Mention that there is only one job for every four or five officially unemployed people, and that the BLS cooks the books to make all their figures look like a polished turd. Mention that the one job available is overwhelmingly a low wage, entry level position a la McDonald's National Hiring Day. Explain that welfare programs exist at all because they're isn't enough sustainable work, and that the nature of welfare programs incentivizes the abuses some workers take issue with - the most popular right wing gripe here in Ohio being "popping out babies to sit on your ass and get a welfare check". Explain that if or when social welfare programs are abolished or strictly reformed that the real consequences are going to be for the most vulnerable members of society - abandoned children, rise in homelessness, rise in crime, hunger. Tell them that the problem isn't people - and I find this resentment of welfare is almost always tinged with racism - it's capitalism.

jake williams
1st June 2011, 03:09
The youth in America are very critical of welfare and unemployment benefits. They want to abolish them because of the people who abuse it, and they think the vast majority of people on welfare are just abusers and aren't actually in need.
Do you have anything other than anecdotal evidence for this? YouTube comments don't count.
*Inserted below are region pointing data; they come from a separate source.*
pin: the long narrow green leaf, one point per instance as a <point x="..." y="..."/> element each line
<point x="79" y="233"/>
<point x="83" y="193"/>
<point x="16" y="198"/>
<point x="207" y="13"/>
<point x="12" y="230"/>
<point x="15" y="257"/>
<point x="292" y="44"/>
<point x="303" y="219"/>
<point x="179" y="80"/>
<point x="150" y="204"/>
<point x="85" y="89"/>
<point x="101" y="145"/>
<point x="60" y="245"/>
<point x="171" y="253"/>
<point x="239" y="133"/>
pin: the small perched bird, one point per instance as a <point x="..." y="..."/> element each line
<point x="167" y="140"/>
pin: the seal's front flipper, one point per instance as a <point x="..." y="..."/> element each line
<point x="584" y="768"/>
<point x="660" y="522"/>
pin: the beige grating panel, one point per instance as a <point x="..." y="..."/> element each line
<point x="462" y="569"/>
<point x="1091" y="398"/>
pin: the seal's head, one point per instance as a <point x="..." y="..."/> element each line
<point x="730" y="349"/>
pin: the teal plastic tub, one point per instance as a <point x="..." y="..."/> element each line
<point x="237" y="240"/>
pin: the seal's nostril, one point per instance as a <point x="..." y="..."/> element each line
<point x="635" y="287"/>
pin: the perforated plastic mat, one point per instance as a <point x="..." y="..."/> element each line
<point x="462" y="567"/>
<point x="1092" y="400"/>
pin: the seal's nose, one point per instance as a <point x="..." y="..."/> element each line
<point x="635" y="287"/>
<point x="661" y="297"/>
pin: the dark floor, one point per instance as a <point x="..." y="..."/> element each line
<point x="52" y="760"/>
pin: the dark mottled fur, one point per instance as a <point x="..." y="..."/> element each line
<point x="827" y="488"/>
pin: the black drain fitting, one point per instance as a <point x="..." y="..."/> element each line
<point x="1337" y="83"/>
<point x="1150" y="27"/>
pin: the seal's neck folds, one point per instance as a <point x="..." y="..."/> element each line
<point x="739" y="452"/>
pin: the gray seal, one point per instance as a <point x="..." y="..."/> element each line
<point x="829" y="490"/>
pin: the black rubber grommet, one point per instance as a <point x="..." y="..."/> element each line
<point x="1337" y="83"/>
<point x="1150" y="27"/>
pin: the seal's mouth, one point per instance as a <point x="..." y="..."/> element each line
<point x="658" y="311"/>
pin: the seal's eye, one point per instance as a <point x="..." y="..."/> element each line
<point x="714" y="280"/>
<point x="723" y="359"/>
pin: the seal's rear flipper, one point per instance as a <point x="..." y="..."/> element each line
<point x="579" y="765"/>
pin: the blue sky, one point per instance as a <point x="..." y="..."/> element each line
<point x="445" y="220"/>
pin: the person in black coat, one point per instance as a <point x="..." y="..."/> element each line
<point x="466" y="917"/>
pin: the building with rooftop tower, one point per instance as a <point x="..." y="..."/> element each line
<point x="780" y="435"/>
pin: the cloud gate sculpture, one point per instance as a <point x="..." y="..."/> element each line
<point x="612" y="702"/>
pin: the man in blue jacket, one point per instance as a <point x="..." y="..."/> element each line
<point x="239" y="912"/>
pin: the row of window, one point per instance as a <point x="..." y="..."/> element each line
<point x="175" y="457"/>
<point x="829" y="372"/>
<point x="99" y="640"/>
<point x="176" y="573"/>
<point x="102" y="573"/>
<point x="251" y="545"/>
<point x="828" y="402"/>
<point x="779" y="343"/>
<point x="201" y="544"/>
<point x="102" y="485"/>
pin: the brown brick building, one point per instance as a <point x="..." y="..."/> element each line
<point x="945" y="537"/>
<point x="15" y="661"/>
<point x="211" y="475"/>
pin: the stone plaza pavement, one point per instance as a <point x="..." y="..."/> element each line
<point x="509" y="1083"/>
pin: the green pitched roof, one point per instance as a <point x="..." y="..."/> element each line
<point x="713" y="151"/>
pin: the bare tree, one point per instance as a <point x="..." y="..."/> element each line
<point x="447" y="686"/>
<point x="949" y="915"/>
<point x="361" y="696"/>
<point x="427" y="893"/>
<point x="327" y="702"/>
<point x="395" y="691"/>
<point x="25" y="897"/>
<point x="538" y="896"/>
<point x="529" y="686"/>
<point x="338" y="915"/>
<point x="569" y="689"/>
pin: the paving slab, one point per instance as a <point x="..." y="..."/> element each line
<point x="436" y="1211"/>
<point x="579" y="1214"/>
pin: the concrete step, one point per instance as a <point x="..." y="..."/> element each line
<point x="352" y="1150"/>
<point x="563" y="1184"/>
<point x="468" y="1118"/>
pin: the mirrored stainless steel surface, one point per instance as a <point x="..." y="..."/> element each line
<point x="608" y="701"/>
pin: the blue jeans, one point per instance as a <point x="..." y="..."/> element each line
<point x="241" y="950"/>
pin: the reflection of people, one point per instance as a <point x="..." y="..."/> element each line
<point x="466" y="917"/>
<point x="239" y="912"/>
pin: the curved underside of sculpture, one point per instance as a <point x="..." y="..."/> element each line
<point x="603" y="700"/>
I've tried telling them about what would happen if social services for the poor like that were abolished, but they don't seem to listen. What should I tell them to refute their claim that everyone who depends on welfare/unemployment benefits are leeches?
If working class people are actually against welfare and unemployment benefits, it's because of heavy, heavy propaganda - and possibly with youth especially, lack of life experience. You can't counteract this easily on your own. Raising class consciousness is a class project, and the right wing's successes in scapegoating welfare beneficiaries haven't been something the working class has had an easy time fighting. It's been going on in its modern form for decades, and liberals and social democrats generally are either unwilling or unable to fight it.

The importance of these things to the working class, however, has been long established. Capitalism systemically creates unemployment. Almost the entire economics profession, from bankers to government officials, define "full employment" by an official unemployment rate of 6-8%. If unemployment gets to close to about 6%, central bankers and other policy makers try to weaken the economy to throw people out of work. Given that it's official policy to keep 6% of the working population - the population defined as those actively trying to find work - out of work, it would be totally sadistic to argue that those forced out should have no welfare or unemployment benefits. In fact, put in these terms, the only bourgeois professional economists you'll find who won't support some form of unemployment benefits are those willing to openly advocate that part of the working class should suffer through no fault of their own, which is relatively few.